Ade has also been involved with broader engagement work around vaccinations in Bristol. He wants to use his skills and experience to make a positive contribution to the wider health system in Bristol, as Associate Non-Executive Director of the North Bristol NHS Trust.
He says: “One of my roles is to speak to that narrative of what brings us together. We have to be united as a city to tackle some of the issues around health inequalities that exist.
“Sadly, the pockets of health inequalities are linked to areas of social deprivation and they often have the largest concentration of minority communities.
“It’s not about making anyone feeling guilty; but to highlight the issue and talk about the broader reason as to why they exist and what we can do about it.”
Image credit | iStock
Inclusive Pharmacy Practice Plan
Pharmacists across England are being urged to join in with a new national plan for inclusive pharmacy practice. The plan sets out actions for pharmacy leaders and their teams at all levels and in all care settings to consider, including developing their understanding of the benefits of diverse teams and culturally competent healthcare service delivery; and ensuring the voices of colleagues from Black, Asian and Minority Ethnic backgrounds are fairly represented and equally heard in decision-making forums.

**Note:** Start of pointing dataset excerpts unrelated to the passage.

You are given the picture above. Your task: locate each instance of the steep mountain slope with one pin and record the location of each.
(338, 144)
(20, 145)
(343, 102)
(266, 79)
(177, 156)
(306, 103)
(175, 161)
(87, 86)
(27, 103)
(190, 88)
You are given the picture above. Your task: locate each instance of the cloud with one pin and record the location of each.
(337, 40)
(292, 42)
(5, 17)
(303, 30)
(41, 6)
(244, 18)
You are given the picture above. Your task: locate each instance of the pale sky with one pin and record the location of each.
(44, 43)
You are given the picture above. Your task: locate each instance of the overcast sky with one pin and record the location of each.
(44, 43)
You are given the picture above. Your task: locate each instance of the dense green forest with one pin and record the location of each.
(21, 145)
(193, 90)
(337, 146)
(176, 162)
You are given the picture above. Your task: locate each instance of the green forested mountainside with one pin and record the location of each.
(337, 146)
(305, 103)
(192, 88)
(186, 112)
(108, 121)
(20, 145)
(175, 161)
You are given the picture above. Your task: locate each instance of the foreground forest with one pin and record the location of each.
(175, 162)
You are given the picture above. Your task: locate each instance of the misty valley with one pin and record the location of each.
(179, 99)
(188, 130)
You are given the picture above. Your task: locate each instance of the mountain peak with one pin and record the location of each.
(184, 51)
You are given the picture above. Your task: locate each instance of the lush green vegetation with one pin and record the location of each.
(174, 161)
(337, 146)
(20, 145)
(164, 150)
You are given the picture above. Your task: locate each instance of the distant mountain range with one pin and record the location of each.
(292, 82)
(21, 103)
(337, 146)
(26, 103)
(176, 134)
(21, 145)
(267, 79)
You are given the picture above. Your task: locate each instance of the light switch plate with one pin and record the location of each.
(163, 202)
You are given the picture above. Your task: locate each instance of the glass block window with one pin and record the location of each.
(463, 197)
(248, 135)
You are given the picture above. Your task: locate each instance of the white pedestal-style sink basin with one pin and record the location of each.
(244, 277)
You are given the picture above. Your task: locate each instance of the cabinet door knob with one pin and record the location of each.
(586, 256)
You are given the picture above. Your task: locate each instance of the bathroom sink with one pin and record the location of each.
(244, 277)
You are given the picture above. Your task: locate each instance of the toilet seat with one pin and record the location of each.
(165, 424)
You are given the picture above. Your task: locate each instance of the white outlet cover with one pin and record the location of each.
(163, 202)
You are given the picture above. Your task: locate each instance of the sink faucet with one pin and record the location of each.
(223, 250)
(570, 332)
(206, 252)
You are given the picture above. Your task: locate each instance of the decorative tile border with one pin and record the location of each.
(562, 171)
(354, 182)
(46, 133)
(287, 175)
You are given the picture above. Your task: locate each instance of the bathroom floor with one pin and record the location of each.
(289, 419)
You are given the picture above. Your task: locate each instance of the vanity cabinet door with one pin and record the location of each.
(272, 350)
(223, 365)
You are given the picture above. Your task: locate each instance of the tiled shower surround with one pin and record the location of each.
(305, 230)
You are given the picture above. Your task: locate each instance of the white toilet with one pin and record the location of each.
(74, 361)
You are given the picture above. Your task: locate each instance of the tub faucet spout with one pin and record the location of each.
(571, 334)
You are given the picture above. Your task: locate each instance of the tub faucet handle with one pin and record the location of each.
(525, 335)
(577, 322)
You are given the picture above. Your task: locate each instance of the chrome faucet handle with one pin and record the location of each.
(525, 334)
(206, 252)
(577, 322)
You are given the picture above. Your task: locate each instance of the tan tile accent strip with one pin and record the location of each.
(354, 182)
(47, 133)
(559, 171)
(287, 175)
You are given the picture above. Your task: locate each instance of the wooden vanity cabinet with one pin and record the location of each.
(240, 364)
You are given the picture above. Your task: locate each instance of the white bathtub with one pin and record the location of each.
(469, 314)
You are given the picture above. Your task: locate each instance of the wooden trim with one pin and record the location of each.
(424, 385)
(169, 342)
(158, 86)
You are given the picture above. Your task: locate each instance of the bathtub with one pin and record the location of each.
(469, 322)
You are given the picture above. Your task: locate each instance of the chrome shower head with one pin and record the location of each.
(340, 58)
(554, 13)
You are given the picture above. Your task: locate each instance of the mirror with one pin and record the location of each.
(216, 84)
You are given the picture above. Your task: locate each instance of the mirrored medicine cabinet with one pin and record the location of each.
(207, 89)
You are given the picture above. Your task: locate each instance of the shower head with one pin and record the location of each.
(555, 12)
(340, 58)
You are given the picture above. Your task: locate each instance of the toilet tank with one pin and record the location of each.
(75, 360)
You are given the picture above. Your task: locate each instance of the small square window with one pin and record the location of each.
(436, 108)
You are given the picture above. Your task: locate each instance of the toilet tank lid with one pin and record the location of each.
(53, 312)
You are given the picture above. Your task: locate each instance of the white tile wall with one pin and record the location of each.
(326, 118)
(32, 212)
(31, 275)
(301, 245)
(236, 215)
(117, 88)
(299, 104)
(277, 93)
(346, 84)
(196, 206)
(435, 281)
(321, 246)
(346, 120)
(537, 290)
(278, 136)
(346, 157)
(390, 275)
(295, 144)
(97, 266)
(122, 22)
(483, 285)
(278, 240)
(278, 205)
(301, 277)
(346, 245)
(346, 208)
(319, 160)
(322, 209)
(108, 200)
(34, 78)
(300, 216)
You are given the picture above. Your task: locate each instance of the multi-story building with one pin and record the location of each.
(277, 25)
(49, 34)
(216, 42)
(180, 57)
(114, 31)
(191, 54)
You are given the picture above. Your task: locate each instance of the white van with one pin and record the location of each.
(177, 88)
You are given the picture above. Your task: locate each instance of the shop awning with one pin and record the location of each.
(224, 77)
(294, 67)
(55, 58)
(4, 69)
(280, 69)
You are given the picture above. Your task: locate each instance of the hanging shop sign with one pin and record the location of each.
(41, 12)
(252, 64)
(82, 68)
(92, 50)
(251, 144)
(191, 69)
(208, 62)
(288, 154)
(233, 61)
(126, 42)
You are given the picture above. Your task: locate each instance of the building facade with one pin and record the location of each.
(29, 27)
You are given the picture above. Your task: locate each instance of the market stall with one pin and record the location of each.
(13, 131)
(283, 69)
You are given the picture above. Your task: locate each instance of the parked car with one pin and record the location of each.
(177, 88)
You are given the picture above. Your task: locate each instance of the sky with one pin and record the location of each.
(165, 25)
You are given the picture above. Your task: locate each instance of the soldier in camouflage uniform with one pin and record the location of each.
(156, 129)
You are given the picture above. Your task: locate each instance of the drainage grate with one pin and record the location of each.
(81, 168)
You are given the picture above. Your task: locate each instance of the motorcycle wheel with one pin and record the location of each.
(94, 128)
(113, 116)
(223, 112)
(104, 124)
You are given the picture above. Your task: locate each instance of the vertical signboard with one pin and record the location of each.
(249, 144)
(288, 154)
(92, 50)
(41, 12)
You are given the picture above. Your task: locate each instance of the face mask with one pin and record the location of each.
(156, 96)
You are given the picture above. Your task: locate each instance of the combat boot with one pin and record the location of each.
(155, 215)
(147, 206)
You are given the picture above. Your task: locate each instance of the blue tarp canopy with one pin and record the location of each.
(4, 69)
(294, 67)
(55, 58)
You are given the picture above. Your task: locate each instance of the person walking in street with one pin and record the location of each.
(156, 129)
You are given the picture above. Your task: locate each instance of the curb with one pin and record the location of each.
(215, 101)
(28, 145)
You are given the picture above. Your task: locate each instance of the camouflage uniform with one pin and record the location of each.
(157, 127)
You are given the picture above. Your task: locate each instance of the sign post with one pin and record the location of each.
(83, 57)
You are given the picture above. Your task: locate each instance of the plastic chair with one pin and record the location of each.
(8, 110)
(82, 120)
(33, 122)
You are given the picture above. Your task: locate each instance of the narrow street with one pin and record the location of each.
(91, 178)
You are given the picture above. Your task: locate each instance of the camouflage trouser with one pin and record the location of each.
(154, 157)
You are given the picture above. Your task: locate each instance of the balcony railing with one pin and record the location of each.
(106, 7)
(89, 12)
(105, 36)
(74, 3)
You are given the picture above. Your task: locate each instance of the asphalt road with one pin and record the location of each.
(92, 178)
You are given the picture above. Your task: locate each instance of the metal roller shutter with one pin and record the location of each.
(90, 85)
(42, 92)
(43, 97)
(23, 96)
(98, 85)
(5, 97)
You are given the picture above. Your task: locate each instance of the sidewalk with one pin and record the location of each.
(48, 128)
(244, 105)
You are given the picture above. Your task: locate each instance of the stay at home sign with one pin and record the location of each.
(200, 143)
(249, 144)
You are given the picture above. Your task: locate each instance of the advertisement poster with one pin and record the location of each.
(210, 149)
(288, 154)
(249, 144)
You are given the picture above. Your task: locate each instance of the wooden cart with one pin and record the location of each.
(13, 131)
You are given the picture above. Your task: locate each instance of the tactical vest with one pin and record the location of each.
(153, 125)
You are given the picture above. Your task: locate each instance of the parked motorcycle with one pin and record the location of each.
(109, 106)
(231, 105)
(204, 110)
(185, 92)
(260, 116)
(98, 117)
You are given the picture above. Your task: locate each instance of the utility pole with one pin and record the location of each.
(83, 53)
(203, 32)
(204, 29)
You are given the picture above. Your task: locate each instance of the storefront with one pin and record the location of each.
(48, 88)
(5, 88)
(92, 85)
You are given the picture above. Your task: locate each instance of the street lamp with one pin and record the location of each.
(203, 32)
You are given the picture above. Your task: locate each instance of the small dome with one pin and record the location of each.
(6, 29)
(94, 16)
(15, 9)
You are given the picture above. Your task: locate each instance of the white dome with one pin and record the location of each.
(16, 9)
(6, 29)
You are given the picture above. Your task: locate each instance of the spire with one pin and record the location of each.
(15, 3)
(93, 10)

Chief pharmaceutical officer Dr Keith Ridge, the Royal Pharmaceutical Society, the Association of Pharmacy Technicians and 12 partner organisations including the NPA back the plan which was issued on 10 March. The focus of the plan over the first four months is on addressing vaccine hesitancy and reducing health inequalities more broadly.
A Joint National Statement of Principles on Inclusive Pharmacy Professional Practice underpins the plan.